La Unión Europea aprobó el Instrumento Anti-Coerción (ACI), que habilita al bloque a responder de manera unilateral y rápida ante intentos de otros países de influir en su política interna. El mecanismo permite la aplicación de aranceles elevados, restricciones a los servicios y al acceso al mercado financiero, así como limitaciones en materia de propiedad intelectual, entre otras medidas de represalia comercial.
En su intervención en el Foro de Davos, el presidente francés Emmanuel Macron instó a la Unión Europea a no dudar en utilizar este mecanismo. El llamado se produjo después de que Donald Trump amenazara con imponer aranceles a los países europeos que respalden a Dinamarca y se opongan a un eventual control estadounidense de Groenlandia. La activación del instrumento marca un endurecimiento de la postura europea frente a presiones externas.
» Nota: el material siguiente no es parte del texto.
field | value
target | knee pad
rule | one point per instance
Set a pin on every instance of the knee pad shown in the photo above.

El ACI representa una herramienta defensiva en el arsenal comercial europeo, diseñada para disuadir intentos de coerción económica por parte de terceros países. Su aprobación refleja la creciente preocupación en Bruselas sobre la utilización del comercio como instrumento de presión política. La disponibilidad de este mecanismo podría escalar tensiones comerciales si se producen nuevas amenazas arancelarias desde Estados Unidos, añadiendo un elemento de incertidumbre a las relaciones transatlánticas en materia económica.